It has been about a month since the last earnings report for Adient (ADNT). Shares have lost about 7.6% in that time frame, underperforming the S&P 500.
Will the recent negative trend continue leading up to its next earnings release, or is Adient due for a breakout? Before we dive into how investors and analysts have reacted as of late, let's take a quick look at the most recent earnings report in order to get a better handle on the important catalysts.
Adient reported adjusted earnings per share (EPS) of 27 cents for the first quarter of fiscal 2025. Earnings fell from 31 cents recorded in the year-ago period but surpassed the Zacks Consensus Estimate of 24 cents.
The company generated net sales of $3.5 billion, which decreased 5% year over year but beat the Zacks Consensus Estimate of $3.43 billion.
Adient currently operates through three reportable segments — Americas, including North America and South America; Europe, which includes the Middle East and Africa (EMEA); and Asia Pacific/China (Asia).
In the reported quarter, the Americas segment recorded revenues of $1.61 billion, which declined 2.2% from the year-ago period and marginally missed the Zacks Consensus Estimate of $1.62 billion. The segment recorded an adjusted EBITDA of $85 million, which increased from $80 million recorded in the prior-year quarter due to favorable volume and mix as well as improved business performance in freight and launch costs. The metric, however, missed the Zacks Consensus Estimate of $86 million.
The EMEA segment registered revenues of $1.13 billion, which declined 10.9% year over year and missed the Zacks Consensus Estimate of $1.15 billion. The segment recorded an adjusted EBITDA of $22 million, which declined from $45 million generated in the year-ago period and missed the Zacks Consensus Estimate of $29.2 million due to a decline in customer production volumes.
In the fiscal first quarter, revenues in the Asia segment came in at $772 million, which rose slightly from $770 million in the fiscal first quarter of 2024 and surpassed the Zacks Consensus Estimate of $722 million. The segment recorded an adjusted EBITDA of $111 million, down from $114 million recorded in the corresponding quarter of fiscal 2024 due to unfavorable volume and mix in China. The figure, however, beat the Zacks Consensus Estimate of $108 million.
Adient had cash and cash equivalents of $860 million as of Dec. 31, 2024, compared with $945 million as of Sept. 30, 2024.
As of Dec. 31, 2024, long-term debt amounted to $2.4 billion.
Capital expenditures totaled $64 million compared with $55 million in the prior-year quarter.
During the quarter under review, ADNT repurchased shares worth $25 million.
Adient now envisions fiscal 2025 revenues to be $13.9 billion, down from the previous estimation of $14.1-$14.4 billion. Adjusted EBITDA is estimated to be $850 million compared with the prior expected range of $850-$900 million. Equity income is projected to be $80 million.
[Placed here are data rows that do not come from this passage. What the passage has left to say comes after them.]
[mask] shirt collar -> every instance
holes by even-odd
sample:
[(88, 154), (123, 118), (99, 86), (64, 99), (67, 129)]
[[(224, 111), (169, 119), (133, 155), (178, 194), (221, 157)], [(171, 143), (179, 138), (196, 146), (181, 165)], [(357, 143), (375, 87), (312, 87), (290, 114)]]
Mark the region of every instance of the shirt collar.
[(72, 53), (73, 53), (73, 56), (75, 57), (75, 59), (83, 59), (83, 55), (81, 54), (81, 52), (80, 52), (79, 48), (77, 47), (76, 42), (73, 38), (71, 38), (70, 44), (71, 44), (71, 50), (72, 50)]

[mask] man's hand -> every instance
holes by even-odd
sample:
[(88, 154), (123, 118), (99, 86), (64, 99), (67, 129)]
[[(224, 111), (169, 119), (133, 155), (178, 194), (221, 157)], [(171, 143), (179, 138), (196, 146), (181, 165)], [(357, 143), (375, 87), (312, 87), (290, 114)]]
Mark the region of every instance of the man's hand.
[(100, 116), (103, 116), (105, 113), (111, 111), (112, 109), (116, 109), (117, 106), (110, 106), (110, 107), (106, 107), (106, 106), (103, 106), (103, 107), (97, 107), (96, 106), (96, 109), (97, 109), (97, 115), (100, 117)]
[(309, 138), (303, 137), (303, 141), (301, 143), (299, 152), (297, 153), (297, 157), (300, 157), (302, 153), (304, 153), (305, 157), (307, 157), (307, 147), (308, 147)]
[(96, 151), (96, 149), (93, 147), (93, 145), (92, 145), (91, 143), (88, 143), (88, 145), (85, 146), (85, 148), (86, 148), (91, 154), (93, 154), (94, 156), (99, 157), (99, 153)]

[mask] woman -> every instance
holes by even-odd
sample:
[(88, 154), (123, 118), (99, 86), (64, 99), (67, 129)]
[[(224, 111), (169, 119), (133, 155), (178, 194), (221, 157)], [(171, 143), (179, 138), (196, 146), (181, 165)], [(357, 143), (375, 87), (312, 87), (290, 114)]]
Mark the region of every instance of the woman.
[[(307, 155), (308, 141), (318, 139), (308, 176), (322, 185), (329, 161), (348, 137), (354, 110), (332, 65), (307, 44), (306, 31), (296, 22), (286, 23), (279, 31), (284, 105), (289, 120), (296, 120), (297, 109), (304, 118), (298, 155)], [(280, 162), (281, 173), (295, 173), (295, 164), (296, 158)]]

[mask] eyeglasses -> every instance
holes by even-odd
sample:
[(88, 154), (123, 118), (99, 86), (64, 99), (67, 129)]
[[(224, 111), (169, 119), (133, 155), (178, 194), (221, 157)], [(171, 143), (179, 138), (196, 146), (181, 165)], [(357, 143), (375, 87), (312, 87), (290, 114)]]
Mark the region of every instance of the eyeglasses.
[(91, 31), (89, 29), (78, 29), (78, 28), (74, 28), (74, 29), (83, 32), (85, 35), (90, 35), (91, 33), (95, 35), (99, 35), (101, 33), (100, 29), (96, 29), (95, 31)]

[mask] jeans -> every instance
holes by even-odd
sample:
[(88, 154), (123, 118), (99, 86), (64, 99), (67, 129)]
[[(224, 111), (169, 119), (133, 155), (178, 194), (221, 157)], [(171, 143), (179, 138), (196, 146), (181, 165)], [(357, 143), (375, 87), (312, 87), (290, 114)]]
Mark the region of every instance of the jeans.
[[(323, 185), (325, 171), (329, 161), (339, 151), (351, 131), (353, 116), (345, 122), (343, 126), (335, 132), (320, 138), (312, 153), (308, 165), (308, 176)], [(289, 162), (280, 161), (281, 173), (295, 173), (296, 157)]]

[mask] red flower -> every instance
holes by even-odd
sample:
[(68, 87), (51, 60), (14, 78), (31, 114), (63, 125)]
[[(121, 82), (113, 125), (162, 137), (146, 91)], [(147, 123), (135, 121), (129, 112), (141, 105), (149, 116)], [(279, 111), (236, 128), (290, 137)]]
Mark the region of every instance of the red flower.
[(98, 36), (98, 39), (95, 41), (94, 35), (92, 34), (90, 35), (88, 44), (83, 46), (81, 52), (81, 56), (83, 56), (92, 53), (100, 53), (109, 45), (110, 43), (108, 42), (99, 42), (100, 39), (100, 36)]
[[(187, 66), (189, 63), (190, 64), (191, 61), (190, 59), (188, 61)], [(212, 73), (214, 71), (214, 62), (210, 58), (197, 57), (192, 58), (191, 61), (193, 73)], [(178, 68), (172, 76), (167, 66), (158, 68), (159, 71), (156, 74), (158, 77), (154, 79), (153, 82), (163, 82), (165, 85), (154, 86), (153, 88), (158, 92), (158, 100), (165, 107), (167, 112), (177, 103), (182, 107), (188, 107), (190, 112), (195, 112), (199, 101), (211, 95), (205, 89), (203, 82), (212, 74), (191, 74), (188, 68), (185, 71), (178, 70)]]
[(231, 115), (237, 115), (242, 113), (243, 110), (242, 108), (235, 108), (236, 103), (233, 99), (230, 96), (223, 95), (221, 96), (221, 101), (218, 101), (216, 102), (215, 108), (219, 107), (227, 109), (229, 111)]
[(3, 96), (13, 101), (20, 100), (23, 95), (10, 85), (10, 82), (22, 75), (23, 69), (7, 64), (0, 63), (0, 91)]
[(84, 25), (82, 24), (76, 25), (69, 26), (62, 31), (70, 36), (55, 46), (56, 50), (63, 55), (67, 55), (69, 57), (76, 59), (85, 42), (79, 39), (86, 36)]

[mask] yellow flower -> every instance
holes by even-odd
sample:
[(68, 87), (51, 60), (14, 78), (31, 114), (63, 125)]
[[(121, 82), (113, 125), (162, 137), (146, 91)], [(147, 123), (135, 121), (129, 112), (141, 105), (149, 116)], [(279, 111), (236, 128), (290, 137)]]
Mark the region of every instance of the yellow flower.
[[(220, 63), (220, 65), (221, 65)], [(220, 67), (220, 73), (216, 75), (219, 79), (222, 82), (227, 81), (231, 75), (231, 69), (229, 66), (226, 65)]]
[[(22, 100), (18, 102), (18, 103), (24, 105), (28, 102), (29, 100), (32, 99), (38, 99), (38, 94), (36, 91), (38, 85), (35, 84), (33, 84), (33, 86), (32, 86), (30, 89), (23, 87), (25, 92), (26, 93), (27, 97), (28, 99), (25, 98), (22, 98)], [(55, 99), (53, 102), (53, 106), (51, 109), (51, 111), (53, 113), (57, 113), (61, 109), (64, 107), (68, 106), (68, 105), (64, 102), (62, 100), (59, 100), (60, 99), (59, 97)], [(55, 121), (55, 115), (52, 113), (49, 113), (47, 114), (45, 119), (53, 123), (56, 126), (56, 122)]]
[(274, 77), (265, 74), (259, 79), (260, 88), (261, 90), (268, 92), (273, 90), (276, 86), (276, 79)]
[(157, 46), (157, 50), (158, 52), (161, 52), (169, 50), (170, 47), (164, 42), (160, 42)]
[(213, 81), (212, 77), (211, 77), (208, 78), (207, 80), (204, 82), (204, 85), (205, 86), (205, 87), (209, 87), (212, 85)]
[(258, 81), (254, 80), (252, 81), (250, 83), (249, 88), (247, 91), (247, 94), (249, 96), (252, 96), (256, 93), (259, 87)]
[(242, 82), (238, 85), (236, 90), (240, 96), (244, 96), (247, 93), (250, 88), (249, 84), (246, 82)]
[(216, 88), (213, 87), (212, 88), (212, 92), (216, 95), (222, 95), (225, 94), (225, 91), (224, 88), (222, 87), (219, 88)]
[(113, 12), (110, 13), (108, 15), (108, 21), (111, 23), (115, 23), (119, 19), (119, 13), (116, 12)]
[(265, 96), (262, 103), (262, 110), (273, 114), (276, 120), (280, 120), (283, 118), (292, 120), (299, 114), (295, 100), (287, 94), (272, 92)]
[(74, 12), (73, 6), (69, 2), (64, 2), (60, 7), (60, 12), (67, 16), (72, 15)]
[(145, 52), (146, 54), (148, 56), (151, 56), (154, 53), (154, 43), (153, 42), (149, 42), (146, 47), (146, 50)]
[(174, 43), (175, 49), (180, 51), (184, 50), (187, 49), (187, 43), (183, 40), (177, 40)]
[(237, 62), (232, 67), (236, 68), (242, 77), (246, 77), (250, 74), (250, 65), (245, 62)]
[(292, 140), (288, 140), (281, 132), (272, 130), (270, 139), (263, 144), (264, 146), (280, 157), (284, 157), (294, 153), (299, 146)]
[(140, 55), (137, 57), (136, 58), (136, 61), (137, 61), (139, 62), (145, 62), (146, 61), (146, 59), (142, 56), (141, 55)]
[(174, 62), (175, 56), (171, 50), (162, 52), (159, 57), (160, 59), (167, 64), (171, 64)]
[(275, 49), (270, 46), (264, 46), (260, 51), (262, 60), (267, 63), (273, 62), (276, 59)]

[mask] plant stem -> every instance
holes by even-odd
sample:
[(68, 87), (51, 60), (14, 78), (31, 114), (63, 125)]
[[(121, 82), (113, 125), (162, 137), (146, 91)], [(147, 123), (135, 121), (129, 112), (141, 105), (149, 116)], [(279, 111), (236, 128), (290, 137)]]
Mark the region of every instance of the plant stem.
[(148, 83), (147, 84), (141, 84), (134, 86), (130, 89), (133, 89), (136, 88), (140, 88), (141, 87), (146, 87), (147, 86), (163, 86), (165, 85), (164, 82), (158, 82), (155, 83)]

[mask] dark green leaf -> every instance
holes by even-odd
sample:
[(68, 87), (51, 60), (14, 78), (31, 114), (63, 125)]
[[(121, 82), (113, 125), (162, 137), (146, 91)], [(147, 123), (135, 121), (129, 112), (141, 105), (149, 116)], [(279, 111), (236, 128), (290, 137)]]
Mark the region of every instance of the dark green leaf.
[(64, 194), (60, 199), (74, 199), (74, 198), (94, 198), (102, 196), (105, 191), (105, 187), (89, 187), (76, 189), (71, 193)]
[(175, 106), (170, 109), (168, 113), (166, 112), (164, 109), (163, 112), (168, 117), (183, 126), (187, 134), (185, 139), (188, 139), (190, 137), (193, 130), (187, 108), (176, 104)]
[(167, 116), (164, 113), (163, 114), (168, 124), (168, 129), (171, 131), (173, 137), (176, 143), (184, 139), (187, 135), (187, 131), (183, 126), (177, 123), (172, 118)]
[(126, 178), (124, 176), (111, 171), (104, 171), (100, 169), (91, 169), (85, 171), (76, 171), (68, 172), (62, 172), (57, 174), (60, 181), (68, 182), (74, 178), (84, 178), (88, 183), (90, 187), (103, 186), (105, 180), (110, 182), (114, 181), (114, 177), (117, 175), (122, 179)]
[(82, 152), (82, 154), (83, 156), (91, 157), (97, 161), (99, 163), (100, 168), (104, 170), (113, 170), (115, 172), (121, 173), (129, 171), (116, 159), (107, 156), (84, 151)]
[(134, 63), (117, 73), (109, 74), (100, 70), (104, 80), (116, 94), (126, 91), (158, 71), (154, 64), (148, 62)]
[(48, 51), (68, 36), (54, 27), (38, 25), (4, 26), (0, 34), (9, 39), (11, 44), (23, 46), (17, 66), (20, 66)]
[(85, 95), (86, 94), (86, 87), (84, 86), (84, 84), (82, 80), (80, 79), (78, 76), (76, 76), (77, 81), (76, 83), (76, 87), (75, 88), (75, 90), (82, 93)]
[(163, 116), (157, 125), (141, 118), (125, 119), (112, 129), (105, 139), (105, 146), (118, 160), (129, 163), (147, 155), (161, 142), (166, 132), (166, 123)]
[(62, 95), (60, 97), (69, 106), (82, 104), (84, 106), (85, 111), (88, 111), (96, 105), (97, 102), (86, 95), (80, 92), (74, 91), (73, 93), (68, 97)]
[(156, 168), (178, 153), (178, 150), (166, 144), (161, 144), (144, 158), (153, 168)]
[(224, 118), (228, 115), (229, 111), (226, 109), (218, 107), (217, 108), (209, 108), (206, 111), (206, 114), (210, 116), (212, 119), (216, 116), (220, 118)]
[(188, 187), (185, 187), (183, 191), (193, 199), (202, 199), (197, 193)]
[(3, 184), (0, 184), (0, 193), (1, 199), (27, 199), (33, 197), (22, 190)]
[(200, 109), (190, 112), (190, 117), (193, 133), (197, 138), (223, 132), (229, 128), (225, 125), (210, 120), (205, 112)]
Free cash flow is anticipated to be $180 million, down from the previous estimate of $200 million. Capex is estimated to be $285 million. Cash tax is expected to be $105 million, while interest expenses are projected to be $185 million.
In the past month, investors have witnessed a downward trend in estimates revision.
The consensus estimate has shifted -14.3% due to these changes.
At this time, Adient has a nice Growth Score of B, though it is lagging a lot on the Momentum Score front with a D. However, the stock was allocated a grade of A on the value side, putting it in the top 20% for this investment strategy.
Overall, the stock has an aggregate VGM Score of A. If you aren't focused on one strategy, this score is the one you should be interested in.
Estimates have been broadly trending downward for the stock, and the magnitude of these revisions indicates a downward shift. It's no surprise Adient has a Zacks Rank #4 (Sell). We expect a below average return from the stock in the next few months.